Dewa set initial yield guidance of about 120 basis points over five-year London interbank offered rate (LIBOR) on its Islamic bonds to raise more than $2 billion.
It then cut the maturity of the bond from five to three years and revised guidance to 100 basis points over three-year LIBOR to reduce borrowing costs, arrangers said yesterday.
RAKIA gave initial guidance of 150 basis points over LIBOR for an estimated $500 million sale. Dubai and Ras Al Khaimah are members of the UAE federation.
The cost of borrowing in the Gulf Arab Islamic bond market has surged since U.S. mortgage defaults triggered a global credit crunch in July.
Dubai International Financial Centre, owned by the government of Dubai like Dewa, priced a $1.25 billion five-year Islamic bond, or sukuk, at 42 basis points over LIBOR in June.

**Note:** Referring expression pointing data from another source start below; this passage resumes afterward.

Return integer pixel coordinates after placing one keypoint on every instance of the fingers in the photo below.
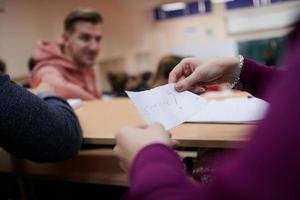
(176, 73)
(188, 82)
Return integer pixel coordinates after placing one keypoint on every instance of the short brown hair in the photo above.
(79, 15)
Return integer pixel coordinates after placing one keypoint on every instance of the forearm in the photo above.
(257, 78)
(36, 129)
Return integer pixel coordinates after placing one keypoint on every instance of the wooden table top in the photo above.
(100, 121)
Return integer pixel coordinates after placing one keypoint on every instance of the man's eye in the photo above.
(85, 38)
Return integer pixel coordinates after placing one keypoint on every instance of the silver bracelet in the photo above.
(238, 72)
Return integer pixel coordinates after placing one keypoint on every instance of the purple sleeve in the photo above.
(257, 78)
(158, 173)
(267, 167)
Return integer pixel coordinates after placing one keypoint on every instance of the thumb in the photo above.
(188, 82)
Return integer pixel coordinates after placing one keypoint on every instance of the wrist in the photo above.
(238, 65)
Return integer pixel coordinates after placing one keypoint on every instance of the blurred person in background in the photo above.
(266, 167)
(68, 66)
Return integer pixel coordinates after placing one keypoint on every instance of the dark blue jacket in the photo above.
(42, 129)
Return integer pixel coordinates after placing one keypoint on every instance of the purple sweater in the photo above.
(267, 167)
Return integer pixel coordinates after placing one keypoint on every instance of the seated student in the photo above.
(2, 67)
(68, 66)
(41, 129)
(267, 167)
(165, 66)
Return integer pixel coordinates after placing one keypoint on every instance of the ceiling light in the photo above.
(221, 1)
(173, 6)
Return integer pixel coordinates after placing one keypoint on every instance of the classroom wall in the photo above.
(130, 33)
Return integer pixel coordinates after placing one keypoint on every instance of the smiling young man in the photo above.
(68, 66)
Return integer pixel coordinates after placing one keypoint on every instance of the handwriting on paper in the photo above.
(164, 105)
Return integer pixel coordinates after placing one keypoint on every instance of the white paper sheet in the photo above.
(166, 106)
(232, 110)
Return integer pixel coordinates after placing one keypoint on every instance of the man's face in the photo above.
(83, 44)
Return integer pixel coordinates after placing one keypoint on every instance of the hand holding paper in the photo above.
(171, 108)
(164, 105)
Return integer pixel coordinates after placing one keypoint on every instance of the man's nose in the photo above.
(94, 45)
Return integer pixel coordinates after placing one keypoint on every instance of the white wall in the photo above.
(129, 30)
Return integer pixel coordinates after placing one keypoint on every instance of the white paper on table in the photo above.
(165, 105)
(232, 110)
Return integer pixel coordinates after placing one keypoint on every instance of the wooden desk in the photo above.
(100, 121)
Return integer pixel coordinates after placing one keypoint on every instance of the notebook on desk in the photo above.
(231, 110)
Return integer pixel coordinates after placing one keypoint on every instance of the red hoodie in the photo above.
(63, 75)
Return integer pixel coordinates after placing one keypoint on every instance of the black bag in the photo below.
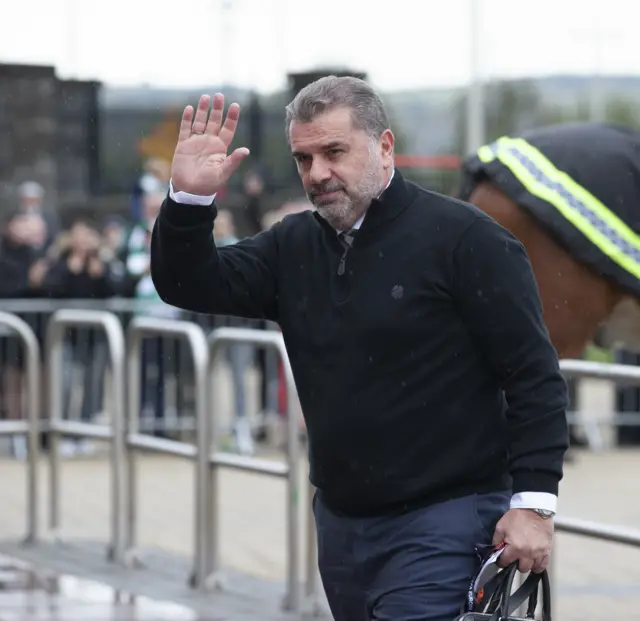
(499, 604)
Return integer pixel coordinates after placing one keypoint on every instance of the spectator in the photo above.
(143, 289)
(82, 271)
(238, 355)
(23, 268)
(31, 200)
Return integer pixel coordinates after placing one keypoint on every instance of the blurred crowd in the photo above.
(94, 259)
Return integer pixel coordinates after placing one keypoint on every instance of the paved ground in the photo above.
(596, 581)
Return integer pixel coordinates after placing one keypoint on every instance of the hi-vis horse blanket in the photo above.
(579, 180)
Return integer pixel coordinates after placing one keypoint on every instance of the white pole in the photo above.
(475, 98)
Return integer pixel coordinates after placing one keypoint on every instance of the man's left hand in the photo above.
(528, 538)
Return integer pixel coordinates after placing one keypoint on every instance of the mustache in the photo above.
(325, 188)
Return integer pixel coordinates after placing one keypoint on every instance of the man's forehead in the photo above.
(326, 127)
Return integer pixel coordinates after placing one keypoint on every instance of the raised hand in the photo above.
(201, 165)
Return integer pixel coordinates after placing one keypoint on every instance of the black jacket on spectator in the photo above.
(424, 368)
(15, 263)
(61, 282)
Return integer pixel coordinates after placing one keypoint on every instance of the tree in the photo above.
(619, 109)
(510, 107)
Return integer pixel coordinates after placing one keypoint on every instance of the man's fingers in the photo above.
(215, 117)
(234, 160)
(540, 564)
(509, 555)
(229, 128)
(200, 122)
(185, 123)
(525, 564)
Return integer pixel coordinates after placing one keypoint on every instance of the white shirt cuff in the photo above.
(535, 500)
(184, 198)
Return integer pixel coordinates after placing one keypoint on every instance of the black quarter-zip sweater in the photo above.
(424, 371)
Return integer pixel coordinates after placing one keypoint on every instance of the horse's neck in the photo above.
(622, 328)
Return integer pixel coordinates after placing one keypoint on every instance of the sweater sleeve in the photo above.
(189, 272)
(499, 300)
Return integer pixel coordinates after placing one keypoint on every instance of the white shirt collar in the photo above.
(360, 220)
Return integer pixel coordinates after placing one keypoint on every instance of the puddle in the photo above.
(27, 595)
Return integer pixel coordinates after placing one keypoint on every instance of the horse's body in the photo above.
(571, 194)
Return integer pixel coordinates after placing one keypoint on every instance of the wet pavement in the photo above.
(25, 596)
(596, 581)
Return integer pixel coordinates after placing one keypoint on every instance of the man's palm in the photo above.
(201, 165)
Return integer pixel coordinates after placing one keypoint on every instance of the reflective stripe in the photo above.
(590, 216)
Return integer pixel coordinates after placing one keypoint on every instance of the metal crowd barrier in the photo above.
(220, 338)
(29, 426)
(621, 374)
(57, 427)
(197, 342)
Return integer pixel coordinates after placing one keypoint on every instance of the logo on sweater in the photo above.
(397, 292)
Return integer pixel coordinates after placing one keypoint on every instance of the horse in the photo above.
(571, 194)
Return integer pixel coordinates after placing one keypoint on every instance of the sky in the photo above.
(400, 44)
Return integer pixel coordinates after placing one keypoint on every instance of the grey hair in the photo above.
(331, 92)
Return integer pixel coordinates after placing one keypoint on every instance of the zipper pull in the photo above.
(341, 265)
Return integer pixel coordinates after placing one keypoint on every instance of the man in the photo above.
(432, 396)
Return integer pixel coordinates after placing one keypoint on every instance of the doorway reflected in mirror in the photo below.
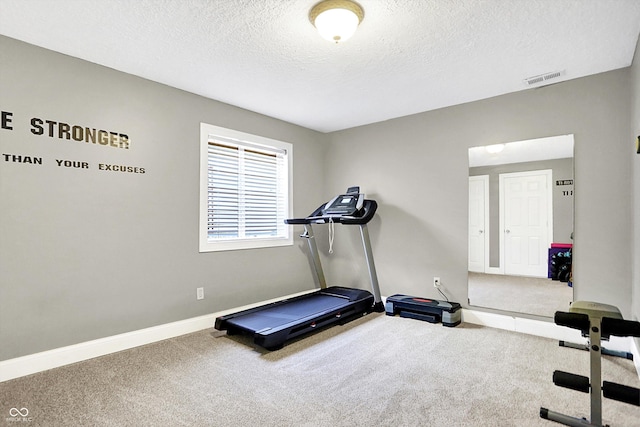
(521, 225)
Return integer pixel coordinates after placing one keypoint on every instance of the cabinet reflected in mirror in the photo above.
(521, 225)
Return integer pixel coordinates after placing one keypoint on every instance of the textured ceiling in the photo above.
(408, 56)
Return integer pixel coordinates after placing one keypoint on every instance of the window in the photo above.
(245, 190)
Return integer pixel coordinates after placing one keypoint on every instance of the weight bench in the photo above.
(598, 322)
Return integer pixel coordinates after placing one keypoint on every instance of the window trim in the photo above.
(205, 245)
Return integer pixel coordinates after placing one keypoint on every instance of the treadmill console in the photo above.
(346, 204)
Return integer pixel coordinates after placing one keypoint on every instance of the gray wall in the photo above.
(562, 169)
(87, 253)
(416, 167)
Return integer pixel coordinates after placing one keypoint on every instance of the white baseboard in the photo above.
(37, 362)
(33, 363)
(635, 350)
(547, 330)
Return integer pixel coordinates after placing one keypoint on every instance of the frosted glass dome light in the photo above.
(336, 20)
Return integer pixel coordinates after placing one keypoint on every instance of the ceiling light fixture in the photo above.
(336, 20)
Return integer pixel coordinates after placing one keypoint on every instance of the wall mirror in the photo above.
(521, 225)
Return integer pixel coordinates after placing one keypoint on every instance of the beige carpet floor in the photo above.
(375, 371)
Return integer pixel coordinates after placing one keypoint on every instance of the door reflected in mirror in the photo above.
(521, 225)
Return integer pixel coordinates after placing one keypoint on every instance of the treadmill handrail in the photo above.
(366, 214)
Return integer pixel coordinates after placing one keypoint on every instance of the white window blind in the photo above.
(247, 197)
(247, 193)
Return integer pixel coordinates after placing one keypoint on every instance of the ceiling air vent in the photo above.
(543, 78)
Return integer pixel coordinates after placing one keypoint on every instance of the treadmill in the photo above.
(272, 325)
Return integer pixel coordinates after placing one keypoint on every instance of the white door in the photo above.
(526, 221)
(478, 223)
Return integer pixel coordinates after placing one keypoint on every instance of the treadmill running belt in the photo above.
(278, 315)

“The prices are absolutely ridiculous,” said another banker who also asked not to be named. “It’s a combination of everything, the dollar falling and more credit write offs.”
Following a string of write-downs by U.S. banks such as Citigroup, Japan’s largest lender Mitsubishi UFJ Financial Group reported a 49 per cent drop in first-half profit yesterday due to losses on the credit market.
Despite the credit crunch, another Dubai government entity, Jebel Ali Free Zone, sold a dirham-denominated sukuk on Tuesday raising Dh7.5 billion ($2.04 billion).
The sale was oversubscribed, partly because investors were expecting the dirham to appreciate against the dollar for the first time since 1997, bankers said.
”There is so much talk about revaluation and de-pegging with the dollar that there was a large amount of interest from local, regional and international investors,” said a third banker who was involved in both the Dewa and Jebel Ali transactions.